Discussion Questions
- The team chose EAP-TLS over PEAP for staff wireless, but explicitly said PEAP-with-enforced-validation would be the right choice for a different organization. What characteristics of Meridian's environment made EAP-TLS the correct default here? When would you not recommend it?
- Sam argued that "the security is the firewall rules between segments, not the SSIDs and VLANs." Do you agree that the strong authentication (EAP-TLS) is secondary to the segmentation? Argue both sides — what does each control protect that the other does not?
- The single WEP segment (a barcode-scanner network) was the only critical-severity protocol finding. Why might such a forgotten, "low-importance" network actually be a serious risk, and how does it connect to the rogue-AP problem (an unauthenticated bridge onto the internal network)?
- The
wifiaudit.pytool caught three branches where the VLAN was changed but the firewall rule was not. Beyond running the audit, what process change would prevent that gap from occurring in the first place? (Consider the order of operations in the rollout.) - Meridian offers guest WiFi as a customer amenity. A branch manager asks to "temporarily" allow a guest-segment tablet to reach an internal printer for a customer event. How should Sam respond, and what does saying yes do to the entire security model of guest WiFi?
Your Turn
Take a multi-population environment you know — a university building (students, faculty, lab equipment), a hotel (guests, staff, building systems), or a clinic (clinicians, patients, biomedical devices) — and reproduce this design. Specify: (1) the wireless populations and their trust levels; (2) the SSID → protocol → authentication → VLAN mapping for each; (3) the complete default-deny firewall policy between segments, identifying the single most important deny rule; and (4) the two WIDS detections you would prioritize. Then write the one sentence you would give your CISO completing: "An attacker who fully compromises our [guest/most-exposed] wireless can reach ______ and nothing else." Keep it to one page.
Key Takeaways
- A flat wireless network with a shared passphrase is the common starting state and the core problem: no separation of trust, un-revocable credentials, and a passphrase that leaks.

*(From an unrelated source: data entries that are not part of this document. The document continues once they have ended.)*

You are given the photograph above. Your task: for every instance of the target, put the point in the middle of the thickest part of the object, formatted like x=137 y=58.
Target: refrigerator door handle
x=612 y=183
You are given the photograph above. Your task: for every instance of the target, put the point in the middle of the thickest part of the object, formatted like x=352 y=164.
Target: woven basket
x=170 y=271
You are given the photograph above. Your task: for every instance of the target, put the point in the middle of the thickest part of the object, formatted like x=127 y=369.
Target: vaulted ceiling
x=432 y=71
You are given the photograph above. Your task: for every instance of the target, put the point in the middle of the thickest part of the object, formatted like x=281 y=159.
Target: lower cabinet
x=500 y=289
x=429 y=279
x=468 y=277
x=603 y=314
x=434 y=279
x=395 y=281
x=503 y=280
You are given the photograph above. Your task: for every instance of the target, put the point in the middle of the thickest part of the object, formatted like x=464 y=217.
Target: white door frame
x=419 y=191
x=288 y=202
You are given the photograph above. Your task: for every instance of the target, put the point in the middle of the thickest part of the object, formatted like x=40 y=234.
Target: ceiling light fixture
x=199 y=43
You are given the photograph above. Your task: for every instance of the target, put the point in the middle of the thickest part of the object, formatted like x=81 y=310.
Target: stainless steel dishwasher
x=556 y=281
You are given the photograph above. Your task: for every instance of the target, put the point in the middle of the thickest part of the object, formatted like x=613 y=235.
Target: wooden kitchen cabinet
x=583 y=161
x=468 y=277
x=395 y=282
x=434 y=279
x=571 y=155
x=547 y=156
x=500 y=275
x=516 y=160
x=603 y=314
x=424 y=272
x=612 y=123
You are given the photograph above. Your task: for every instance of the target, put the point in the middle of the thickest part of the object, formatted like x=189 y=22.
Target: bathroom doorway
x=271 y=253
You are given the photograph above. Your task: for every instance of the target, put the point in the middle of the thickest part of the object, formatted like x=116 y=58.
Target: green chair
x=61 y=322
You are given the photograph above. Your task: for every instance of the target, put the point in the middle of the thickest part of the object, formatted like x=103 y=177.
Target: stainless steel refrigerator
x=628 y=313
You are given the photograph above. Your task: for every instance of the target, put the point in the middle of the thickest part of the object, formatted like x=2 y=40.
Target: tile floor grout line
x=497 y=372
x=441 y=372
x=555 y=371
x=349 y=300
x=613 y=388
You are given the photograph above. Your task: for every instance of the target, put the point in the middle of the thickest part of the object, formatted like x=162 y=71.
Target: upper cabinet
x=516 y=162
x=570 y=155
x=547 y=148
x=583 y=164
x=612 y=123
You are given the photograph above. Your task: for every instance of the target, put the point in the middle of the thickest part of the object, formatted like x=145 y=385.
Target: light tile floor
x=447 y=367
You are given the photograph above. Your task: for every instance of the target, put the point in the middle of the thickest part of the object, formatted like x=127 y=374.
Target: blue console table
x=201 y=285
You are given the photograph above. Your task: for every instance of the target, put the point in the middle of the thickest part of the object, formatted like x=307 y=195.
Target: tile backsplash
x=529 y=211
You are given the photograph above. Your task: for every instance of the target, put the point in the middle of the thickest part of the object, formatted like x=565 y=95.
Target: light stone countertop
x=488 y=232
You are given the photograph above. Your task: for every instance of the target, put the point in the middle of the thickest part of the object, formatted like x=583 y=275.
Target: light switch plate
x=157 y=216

- Protocol first, then authentication: WPA3 (WPA2-AES only as a dated exception, WEP/WPA prohibited), then WPA-Enterprise (802.1X) to replace the shared passphrase with per-user identity.
- Match the EAP method to what you can operate: EAP-TLS (mutual certificates) where devices are managed; PEAP only with rigorously enforced, audited server-certificate validation.
- The SSIDs and VLANs are labels; the firewall rules between segments are the security.
DENY guest -> staffis the rule that satisfies "a customer cannot reach the tellers." - Add the detective layer for a medium you cannot fence: 802.11w/PMF to stop deauth, and a WIDS for rogue APs and evil twins — with a runbook for response.
- Audit enforcement, not configuration. The dangerous window in any segmentation rollout is when the
labels are changed but the firewall rules are not; a config-audit tool (
wifiaudit.py) catches it. - Segmentation is the keystone: every other wireless control may fail, and the default-deny isolation is the layer that makes wireless compromise survivable — defense in depth, applied to the air.